Toshiba Launches 32-Bit Microcontroller For Analog Circuit Control In Industrial And Appliance Applications

Apr 27, 2010

Toshiba today announced availability of a new 32-bit microcontroller (MCU), the TMPM380. The TMPM380 MCU was specifically designed for the digital control of high-current circuits commonly found in industrial or appliance applications.

Powered by a 40 MHz ARM Cortex-M3 , Toshiba's TMPM380 provides higher performance than the 8- and 16-bit MCUs typically used in industrial or appliance applications, yet at price points similar to the lower-performing alternatives. The new TMPM380 delivers improved operating characteristics, including better and more precise control.

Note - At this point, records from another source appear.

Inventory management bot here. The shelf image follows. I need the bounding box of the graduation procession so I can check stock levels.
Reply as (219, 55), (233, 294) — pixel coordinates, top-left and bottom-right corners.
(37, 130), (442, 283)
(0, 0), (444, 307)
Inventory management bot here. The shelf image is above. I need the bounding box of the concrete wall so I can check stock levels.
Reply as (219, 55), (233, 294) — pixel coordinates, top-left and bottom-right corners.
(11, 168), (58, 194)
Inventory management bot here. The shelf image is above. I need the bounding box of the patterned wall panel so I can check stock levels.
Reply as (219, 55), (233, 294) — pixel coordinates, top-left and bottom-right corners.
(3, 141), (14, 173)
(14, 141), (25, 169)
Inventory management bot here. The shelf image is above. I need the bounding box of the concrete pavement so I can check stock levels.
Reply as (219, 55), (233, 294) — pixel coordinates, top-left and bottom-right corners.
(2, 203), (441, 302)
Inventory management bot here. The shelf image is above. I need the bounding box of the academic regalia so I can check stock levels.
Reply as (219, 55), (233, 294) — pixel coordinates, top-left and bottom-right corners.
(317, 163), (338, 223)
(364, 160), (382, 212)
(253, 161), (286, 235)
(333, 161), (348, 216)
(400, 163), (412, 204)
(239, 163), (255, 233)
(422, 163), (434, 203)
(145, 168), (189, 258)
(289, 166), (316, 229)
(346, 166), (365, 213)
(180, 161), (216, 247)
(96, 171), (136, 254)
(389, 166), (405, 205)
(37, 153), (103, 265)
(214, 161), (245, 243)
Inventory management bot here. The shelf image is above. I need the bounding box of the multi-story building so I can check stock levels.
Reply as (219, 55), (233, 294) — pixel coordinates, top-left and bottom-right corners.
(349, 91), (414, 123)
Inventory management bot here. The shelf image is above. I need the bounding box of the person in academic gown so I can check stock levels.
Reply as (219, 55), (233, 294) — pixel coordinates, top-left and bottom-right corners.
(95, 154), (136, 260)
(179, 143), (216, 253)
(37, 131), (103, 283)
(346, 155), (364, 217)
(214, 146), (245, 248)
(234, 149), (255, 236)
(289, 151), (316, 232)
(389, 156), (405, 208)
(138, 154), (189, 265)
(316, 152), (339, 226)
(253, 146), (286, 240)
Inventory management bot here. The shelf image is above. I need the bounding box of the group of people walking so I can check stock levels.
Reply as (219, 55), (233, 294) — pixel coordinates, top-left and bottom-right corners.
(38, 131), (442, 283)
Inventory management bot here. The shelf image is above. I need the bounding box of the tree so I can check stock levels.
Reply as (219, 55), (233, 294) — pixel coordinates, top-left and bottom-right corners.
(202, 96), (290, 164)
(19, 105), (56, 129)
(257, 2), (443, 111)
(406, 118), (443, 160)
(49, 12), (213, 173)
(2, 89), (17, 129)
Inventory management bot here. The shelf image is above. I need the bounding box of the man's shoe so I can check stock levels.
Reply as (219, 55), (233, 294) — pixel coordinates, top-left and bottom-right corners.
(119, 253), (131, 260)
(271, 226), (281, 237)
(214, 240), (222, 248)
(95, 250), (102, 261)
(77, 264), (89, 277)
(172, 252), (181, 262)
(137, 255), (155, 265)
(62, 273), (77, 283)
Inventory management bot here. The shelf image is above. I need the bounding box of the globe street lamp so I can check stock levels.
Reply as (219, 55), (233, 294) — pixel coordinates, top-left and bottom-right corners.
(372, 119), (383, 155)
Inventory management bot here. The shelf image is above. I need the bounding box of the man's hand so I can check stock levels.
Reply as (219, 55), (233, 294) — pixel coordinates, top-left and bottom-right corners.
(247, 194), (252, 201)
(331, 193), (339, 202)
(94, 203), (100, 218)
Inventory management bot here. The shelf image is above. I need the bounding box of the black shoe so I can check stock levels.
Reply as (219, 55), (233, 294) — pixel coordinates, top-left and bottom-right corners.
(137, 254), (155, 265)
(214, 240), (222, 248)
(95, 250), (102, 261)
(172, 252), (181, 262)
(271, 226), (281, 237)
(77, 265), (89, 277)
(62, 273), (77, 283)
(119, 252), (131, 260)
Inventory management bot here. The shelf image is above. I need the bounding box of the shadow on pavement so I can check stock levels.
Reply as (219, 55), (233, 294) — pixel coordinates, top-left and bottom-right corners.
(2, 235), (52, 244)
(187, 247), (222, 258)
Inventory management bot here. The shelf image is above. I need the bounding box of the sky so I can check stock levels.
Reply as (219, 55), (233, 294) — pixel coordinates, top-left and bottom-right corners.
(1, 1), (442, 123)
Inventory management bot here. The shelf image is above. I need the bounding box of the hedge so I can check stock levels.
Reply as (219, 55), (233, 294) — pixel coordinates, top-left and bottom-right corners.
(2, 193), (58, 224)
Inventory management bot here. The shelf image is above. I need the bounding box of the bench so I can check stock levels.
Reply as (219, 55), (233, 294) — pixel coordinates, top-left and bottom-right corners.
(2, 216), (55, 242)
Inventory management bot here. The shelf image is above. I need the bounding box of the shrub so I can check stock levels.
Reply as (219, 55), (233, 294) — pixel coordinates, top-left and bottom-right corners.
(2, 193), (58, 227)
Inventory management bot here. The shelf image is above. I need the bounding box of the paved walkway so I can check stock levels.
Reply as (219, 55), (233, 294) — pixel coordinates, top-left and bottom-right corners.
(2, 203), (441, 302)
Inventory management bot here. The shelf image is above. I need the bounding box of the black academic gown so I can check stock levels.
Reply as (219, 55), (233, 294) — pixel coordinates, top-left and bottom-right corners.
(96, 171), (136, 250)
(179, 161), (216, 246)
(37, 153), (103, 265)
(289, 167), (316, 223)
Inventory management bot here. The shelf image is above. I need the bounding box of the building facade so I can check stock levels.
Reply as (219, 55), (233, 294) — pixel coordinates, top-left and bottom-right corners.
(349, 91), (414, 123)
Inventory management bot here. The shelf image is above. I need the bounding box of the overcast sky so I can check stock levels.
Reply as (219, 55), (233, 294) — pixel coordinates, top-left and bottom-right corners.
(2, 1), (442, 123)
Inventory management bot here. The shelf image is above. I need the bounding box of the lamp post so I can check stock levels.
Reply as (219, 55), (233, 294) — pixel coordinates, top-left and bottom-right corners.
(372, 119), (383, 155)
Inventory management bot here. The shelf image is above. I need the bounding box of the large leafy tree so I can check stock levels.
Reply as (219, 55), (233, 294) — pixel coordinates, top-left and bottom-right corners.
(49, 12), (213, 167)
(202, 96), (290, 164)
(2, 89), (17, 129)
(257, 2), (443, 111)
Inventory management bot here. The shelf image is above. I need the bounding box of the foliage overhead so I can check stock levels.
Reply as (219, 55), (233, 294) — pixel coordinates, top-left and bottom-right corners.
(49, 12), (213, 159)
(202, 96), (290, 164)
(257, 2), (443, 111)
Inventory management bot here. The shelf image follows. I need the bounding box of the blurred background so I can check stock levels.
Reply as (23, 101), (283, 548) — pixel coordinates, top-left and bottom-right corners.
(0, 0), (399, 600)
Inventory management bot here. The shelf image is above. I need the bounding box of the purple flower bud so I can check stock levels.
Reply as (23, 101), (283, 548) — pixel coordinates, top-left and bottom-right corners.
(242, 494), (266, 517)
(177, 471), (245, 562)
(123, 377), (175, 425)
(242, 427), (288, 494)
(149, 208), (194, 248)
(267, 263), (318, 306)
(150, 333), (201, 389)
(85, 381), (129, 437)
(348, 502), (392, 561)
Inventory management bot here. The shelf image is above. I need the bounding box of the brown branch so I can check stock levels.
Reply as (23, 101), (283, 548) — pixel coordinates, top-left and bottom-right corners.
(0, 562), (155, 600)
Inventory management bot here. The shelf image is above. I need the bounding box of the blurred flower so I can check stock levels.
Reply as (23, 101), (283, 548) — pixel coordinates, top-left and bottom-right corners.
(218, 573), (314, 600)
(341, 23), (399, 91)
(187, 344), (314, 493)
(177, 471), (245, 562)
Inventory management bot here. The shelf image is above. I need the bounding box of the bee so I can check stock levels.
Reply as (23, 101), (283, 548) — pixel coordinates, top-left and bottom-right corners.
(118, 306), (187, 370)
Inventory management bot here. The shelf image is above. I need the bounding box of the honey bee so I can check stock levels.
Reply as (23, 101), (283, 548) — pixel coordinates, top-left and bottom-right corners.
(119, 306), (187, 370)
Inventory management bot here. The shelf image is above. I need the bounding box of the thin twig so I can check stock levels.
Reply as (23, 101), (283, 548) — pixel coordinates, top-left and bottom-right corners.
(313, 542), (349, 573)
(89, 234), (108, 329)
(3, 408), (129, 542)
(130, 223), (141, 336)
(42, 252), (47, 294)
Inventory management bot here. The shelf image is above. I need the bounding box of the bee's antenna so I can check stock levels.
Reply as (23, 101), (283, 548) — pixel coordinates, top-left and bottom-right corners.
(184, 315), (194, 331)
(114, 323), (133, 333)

The higher performance provided by the TMPM380 MCU also can enable the addition of new features to an application. For example, speech synthesis could be added to an appliance's user interface so the appliance could provide voice confirmation of user commands and settings. The TMPM380 MCU offers a 5V operation, which delivers better immunity to system noise than a comparable 3V MCU and easier interfacing with other 5V components.

"With the TMPM380 MCU, we are bringing a higher level of digital processing to industrial and appliance applications at a lower price point," said Andrew Burt, vice president of the Imaging and Communications Marketing Group in the ASSP Business unit at TAEC. "By implementing the TMPM380 MCU in their designs, engineers will be able to develop cookers, pumps, compressors, motors or any system controlled by inverters or discrete power devices with better operating characteristics or additional features without increasing system cost."

Toshiba's TMPM380 MCU uses a specialized pulse-width modulation (PWM) circuit, which can generate three-phase control for motor circuits or a 16-bit programmable pulse generator (PPG) control for circuits employing power semiconductors such as IGBTs ( insulated gate bipolar transistors) or FETs (field-effect transistors). The MCU has an on-board 12-bit analog/digital converter that can synchronize with the PWM unit to read back system state at critical times. The device also has several safety and fault tolerance features, including software support of the IED 60730B safety standard and oscillator frequency and low voltage detectors. An added benefit of the TMPM380 is that it uses zero-wait state FLASH and SRAM that assures latency time does not vary in unpredictable ways. As a result, designers can develop applications that require deterministic timing. This ability is key in applications requiring analog processing, where precise control loop timing is critical. In addition, the MCU's Cortex-M3 core offers fast interrupt response, especially important in applications where real-time operating systems need to quickly adapt to varying inputs, such as with appliances.

Engineering samples of the TMPM380 MCU are available now. Mass production is scheduled to begin in Q3 2010. The TMPM380 family pricing starts with the TMPM382FSFG (64K Flash / 8K SRAM) at $1.90 per unit in 10,000 unit quantities.